Thanks Johnny. The Crelant head came with the lens. I ditched the original for the KD lens.

Looks like a great accompaniment for a sniper rifle scope.

:party:

that is great. pretty much the best thrower for the money is a zy-t13 with a crelant head. you could have also used any single 18650 crelant 7g*cs tube on that too

That is sweet. I hope manufacturers will see there’s more interest in going “short” than having extra extension tubes. On a 2-cell light, I’d rather have an 18650-sized tube included for 2 * 18350. We’re smart enough to realize it still needs 2 cells, if it does (just tell us).

Link for the KD lens, please? I’m guessing this is the best all-around lens you’ve found for your purpose—which is valuable.

Why did you ditch the Crelant lens? I might have missed some discussion on this somewhere else. What’s the comparison? I’d be kind of surprised that the oh-so-high-end Crelant lens is inferior to a random compatible kaidomain offering (not sure how we’re defining “inferior” here yet though). So 35 bucks just for a housing to put the lens in? Collimators like yours don’t have reflectors in them, do they? Would that waste less light, or just send light scattering outside of your beam?

This thing’s not too heavy on your rig?

Why not push the XPE2 to 2 amps?

I’m wondering if there’s a cheaper way to duplicate the crux of this setup, centered around that KD lens and a short length? Maybe a lens inside a Jacob A60? Although I like that width.

I’m guessing you’re using two Ultrafire 18350 li-ions in there?
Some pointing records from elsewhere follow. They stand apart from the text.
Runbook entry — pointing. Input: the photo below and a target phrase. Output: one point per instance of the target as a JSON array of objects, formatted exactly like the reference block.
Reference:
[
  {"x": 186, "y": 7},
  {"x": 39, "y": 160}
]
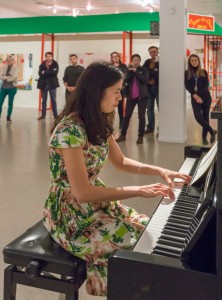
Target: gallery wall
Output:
[{"x": 98, "y": 45}]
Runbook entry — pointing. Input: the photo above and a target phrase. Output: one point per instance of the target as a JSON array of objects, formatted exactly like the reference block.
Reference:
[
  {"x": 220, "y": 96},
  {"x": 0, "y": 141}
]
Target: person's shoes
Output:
[
  {"x": 139, "y": 140},
  {"x": 205, "y": 142},
  {"x": 121, "y": 138},
  {"x": 213, "y": 136},
  {"x": 148, "y": 130},
  {"x": 41, "y": 118},
  {"x": 9, "y": 120}
]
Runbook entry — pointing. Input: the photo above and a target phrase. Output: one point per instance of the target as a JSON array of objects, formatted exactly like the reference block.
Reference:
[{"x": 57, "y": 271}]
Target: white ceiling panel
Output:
[{"x": 21, "y": 8}]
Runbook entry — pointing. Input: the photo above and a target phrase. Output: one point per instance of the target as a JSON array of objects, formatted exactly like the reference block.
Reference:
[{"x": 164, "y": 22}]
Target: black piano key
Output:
[
  {"x": 165, "y": 253},
  {"x": 175, "y": 228},
  {"x": 168, "y": 248},
  {"x": 173, "y": 237},
  {"x": 167, "y": 242},
  {"x": 174, "y": 233},
  {"x": 178, "y": 221}
]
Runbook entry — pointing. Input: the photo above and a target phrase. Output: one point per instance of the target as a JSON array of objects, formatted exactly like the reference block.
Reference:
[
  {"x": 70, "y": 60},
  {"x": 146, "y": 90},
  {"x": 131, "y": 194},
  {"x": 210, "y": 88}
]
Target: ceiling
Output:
[{"x": 24, "y": 8}]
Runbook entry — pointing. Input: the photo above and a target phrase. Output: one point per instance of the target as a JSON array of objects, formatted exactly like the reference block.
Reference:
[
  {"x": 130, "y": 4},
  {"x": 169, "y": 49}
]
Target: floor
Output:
[{"x": 24, "y": 176}]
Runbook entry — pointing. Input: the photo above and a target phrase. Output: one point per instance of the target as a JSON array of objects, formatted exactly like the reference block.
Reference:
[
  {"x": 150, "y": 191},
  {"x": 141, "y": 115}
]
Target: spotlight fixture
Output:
[
  {"x": 75, "y": 12},
  {"x": 88, "y": 7}
]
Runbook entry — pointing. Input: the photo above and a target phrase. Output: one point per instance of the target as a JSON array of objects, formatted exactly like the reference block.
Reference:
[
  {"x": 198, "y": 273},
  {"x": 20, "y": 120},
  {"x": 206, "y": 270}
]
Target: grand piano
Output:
[{"x": 179, "y": 254}]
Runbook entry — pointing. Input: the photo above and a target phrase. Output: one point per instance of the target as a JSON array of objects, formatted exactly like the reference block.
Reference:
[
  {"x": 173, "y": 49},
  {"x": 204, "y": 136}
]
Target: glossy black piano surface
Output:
[{"x": 192, "y": 271}]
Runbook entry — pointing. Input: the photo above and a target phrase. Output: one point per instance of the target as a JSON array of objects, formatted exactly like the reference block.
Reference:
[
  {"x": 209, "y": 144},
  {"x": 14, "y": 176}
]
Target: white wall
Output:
[{"x": 64, "y": 45}]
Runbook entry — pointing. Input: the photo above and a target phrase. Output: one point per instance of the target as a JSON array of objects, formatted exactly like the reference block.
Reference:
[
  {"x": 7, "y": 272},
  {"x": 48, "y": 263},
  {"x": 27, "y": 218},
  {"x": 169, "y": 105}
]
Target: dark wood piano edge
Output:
[
  {"x": 163, "y": 278},
  {"x": 153, "y": 259}
]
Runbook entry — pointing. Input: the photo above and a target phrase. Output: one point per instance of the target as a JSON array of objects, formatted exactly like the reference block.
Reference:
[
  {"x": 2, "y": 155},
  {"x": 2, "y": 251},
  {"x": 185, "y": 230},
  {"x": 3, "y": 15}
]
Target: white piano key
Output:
[{"x": 153, "y": 230}]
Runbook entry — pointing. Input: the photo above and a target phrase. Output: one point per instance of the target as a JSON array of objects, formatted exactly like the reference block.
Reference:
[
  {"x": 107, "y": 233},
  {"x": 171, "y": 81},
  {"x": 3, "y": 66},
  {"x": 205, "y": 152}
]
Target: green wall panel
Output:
[{"x": 95, "y": 23}]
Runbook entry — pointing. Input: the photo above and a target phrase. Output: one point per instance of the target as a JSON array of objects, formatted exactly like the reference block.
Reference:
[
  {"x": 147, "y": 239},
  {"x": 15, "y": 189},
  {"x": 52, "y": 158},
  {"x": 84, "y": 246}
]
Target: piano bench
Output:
[
  {"x": 195, "y": 151},
  {"x": 36, "y": 260}
]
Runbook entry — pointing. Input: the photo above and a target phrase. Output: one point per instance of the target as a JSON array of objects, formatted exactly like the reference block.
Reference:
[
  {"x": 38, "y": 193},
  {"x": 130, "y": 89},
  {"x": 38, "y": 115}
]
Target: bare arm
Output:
[
  {"x": 85, "y": 192},
  {"x": 132, "y": 166}
]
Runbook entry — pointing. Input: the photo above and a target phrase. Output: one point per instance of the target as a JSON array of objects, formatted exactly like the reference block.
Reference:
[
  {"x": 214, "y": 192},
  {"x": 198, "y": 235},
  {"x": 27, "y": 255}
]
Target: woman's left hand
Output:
[{"x": 169, "y": 176}]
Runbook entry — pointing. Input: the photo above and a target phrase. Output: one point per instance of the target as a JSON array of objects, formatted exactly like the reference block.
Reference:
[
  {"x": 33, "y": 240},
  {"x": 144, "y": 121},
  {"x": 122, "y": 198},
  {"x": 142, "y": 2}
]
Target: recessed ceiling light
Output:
[
  {"x": 75, "y": 12},
  {"x": 89, "y": 7}
]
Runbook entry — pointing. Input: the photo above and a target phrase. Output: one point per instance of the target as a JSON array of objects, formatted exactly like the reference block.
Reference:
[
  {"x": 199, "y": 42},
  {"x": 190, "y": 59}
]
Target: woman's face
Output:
[
  {"x": 115, "y": 58},
  {"x": 194, "y": 61},
  {"x": 136, "y": 62},
  {"x": 111, "y": 97}
]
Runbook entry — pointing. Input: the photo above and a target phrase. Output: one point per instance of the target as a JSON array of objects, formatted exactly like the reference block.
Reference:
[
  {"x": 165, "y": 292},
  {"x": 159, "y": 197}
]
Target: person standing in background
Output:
[
  {"x": 48, "y": 82},
  {"x": 116, "y": 61},
  {"x": 152, "y": 65},
  {"x": 71, "y": 75},
  {"x": 136, "y": 81},
  {"x": 197, "y": 84},
  {"x": 8, "y": 75}
]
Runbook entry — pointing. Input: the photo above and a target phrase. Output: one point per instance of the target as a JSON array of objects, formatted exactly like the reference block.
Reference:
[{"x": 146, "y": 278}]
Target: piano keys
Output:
[{"x": 155, "y": 269}]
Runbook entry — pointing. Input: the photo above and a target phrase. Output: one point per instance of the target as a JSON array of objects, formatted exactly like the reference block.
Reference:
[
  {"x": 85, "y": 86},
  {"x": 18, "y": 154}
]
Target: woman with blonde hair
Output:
[{"x": 197, "y": 84}]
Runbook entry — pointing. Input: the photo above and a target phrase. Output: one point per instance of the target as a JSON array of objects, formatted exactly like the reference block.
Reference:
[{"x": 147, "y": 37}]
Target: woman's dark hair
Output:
[
  {"x": 135, "y": 55},
  {"x": 199, "y": 71},
  {"x": 86, "y": 100}
]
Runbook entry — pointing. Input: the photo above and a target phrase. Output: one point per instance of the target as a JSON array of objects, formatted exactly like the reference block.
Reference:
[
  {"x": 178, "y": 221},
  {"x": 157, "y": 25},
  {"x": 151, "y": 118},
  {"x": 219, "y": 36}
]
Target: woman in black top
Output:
[
  {"x": 116, "y": 61},
  {"x": 197, "y": 84}
]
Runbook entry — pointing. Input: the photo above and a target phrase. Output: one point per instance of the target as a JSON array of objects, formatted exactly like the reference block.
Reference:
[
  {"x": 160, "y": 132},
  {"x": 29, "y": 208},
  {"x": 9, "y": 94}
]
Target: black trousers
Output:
[
  {"x": 201, "y": 113},
  {"x": 130, "y": 105},
  {"x": 120, "y": 112}
]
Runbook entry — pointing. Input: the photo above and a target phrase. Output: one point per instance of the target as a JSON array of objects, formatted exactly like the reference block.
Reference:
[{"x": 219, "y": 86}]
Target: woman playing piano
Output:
[
  {"x": 197, "y": 84},
  {"x": 83, "y": 215}
]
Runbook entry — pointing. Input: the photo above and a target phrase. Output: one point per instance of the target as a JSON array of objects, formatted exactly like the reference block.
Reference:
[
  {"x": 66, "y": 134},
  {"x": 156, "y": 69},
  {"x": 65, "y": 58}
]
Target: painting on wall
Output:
[
  {"x": 86, "y": 58},
  {"x": 24, "y": 62}
]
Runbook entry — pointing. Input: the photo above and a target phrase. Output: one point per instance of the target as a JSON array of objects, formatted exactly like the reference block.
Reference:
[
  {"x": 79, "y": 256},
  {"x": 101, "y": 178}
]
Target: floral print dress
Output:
[{"x": 91, "y": 231}]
I haven’t spent any real money on a dedicated thrower (should we call it a “spotting light” or “scope light”?). I was tending towards a Convoy L2, but I’m coming to the conclusion that the least spill is the best, if you just want to see far. I’d imagine spill can spook game/advertise your location more, plus blind you from seeing what’s way out there. I read in another thread about boaters who pick up buoys at night, need zero spill if possible, otherwise they can’t see them for the waves close-up. In another thread, an author retrieving trailcam pics wrote about being aware a cougar was in the area, and feeling naked not being able to see far into the woods with all the spill from his light (I’d have at least 2 lights in that case).

I’ve also noticed light through a lens is more “coherent”. Hard to explain, but I do know that focused light will send a usable beam right through window screen, whereas reflector light gets hung up on the screen, and you can barely see outside. I’ve never really understood why it’s so different. I think there’s more there, though, if I can understand it. Some despise the projection of the die, but I’ve always found it really cool.
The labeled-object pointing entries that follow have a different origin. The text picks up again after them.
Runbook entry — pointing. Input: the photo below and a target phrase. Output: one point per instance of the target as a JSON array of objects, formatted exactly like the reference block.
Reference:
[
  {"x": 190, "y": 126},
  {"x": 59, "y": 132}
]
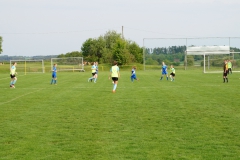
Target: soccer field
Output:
[{"x": 195, "y": 117}]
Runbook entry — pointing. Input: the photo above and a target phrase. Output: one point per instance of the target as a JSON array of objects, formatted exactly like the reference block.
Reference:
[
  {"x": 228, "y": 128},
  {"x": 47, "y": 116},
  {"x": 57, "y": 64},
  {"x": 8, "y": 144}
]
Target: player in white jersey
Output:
[{"x": 13, "y": 75}]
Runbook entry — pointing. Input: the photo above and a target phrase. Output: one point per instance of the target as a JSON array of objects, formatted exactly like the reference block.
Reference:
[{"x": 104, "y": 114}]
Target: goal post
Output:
[
  {"x": 215, "y": 57},
  {"x": 29, "y": 66},
  {"x": 177, "y": 52},
  {"x": 68, "y": 64}
]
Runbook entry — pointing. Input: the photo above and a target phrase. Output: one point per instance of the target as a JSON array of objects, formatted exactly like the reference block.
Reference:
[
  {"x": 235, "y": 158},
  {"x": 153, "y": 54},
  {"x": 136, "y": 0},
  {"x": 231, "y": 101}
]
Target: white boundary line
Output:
[{"x": 19, "y": 96}]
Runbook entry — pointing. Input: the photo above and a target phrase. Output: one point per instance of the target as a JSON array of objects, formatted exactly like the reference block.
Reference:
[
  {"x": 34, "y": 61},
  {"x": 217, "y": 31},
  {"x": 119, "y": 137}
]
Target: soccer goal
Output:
[
  {"x": 29, "y": 66},
  {"x": 68, "y": 64},
  {"x": 192, "y": 53}
]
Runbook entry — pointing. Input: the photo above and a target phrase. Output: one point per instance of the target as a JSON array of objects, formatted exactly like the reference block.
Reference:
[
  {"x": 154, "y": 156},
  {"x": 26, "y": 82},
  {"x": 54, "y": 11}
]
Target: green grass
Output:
[{"x": 195, "y": 117}]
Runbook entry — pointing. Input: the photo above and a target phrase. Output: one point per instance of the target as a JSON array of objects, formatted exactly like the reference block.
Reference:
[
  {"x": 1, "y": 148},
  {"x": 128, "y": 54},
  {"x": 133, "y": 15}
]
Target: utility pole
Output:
[{"x": 122, "y": 32}]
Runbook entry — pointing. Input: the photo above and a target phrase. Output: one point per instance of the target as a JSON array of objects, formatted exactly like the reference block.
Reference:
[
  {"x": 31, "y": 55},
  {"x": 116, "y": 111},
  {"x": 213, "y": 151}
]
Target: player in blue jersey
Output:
[
  {"x": 164, "y": 71},
  {"x": 133, "y": 74},
  {"x": 93, "y": 68},
  {"x": 13, "y": 75},
  {"x": 54, "y": 74}
]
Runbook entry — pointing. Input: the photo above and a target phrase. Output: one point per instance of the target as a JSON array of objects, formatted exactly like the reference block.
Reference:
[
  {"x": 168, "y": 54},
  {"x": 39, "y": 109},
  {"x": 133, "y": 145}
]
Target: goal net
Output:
[
  {"x": 68, "y": 64},
  {"x": 29, "y": 66}
]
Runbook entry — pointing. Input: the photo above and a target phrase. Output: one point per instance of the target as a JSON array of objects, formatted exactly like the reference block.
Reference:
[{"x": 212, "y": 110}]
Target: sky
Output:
[{"x": 53, "y": 27}]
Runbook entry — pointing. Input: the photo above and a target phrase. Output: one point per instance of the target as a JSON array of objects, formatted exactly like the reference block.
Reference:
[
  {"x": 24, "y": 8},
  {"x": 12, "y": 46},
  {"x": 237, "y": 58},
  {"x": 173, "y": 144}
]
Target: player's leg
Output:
[
  {"x": 115, "y": 80},
  {"x": 224, "y": 77},
  {"x": 95, "y": 79},
  {"x": 14, "y": 82},
  {"x": 11, "y": 80},
  {"x": 161, "y": 76},
  {"x": 170, "y": 76}
]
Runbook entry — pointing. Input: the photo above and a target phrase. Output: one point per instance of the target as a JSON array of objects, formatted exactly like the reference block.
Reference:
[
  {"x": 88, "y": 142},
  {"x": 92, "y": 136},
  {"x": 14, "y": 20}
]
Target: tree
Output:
[
  {"x": 1, "y": 45},
  {"x": 111, "y": 47},
  {"x": 136, "y": 51},
  {"x": 71, "y": 54}
]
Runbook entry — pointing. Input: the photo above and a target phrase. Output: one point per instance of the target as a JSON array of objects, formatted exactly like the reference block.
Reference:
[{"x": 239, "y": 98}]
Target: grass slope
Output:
[{"x": 195, "y": 117}]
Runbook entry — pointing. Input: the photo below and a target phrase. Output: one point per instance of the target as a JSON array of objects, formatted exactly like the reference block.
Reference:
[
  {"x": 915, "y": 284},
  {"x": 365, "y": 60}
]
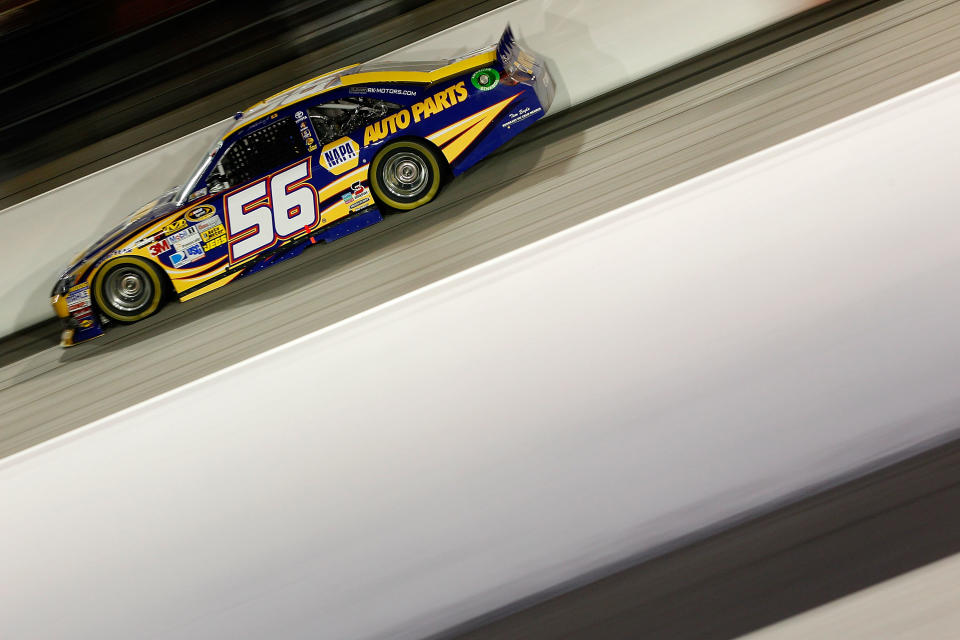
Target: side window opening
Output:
[
  {"x": 333, "y": 120},
  {"x": 257, "y": 153}
]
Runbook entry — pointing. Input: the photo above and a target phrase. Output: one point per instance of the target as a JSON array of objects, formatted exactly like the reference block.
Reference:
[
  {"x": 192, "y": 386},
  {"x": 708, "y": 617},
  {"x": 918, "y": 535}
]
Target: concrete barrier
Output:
[
  {"x": 592, "y": 46},
  {"x": 742, "y": 337}
]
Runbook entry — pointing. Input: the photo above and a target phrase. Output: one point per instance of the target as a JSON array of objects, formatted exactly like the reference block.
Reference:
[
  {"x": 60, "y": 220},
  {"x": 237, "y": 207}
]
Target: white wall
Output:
[
  {"x": 593, "y": 46},
  {"x": 704, "y": 351}
]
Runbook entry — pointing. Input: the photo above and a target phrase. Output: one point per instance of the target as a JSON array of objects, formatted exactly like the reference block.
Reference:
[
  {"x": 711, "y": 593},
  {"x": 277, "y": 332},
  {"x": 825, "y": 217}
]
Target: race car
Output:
[{"x": 310, "y": 164}]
Are X*-*2’s better for focused beams, due to their smoother phosphor (lack of current sinks, or whatever those ‘bars’ are)?

KD lens is sku 13618

the “oh-so-high-end crelant lens” is not so high end…most are fairly crappy. The KD lens although not great is much better and my testing actually showed an increase in throw.

nope…not too heavy…one reason for shorty version.

no reflectors, single aspheric lens.

I never use ultrafire batteries! only sanyo and panasonic.

This light has a dr. jones driver. max voltage is 5volts so only a single li-ion battery will work. No need for carrying around lots of extra batteries. One spare Panny 3400 and hunt all night.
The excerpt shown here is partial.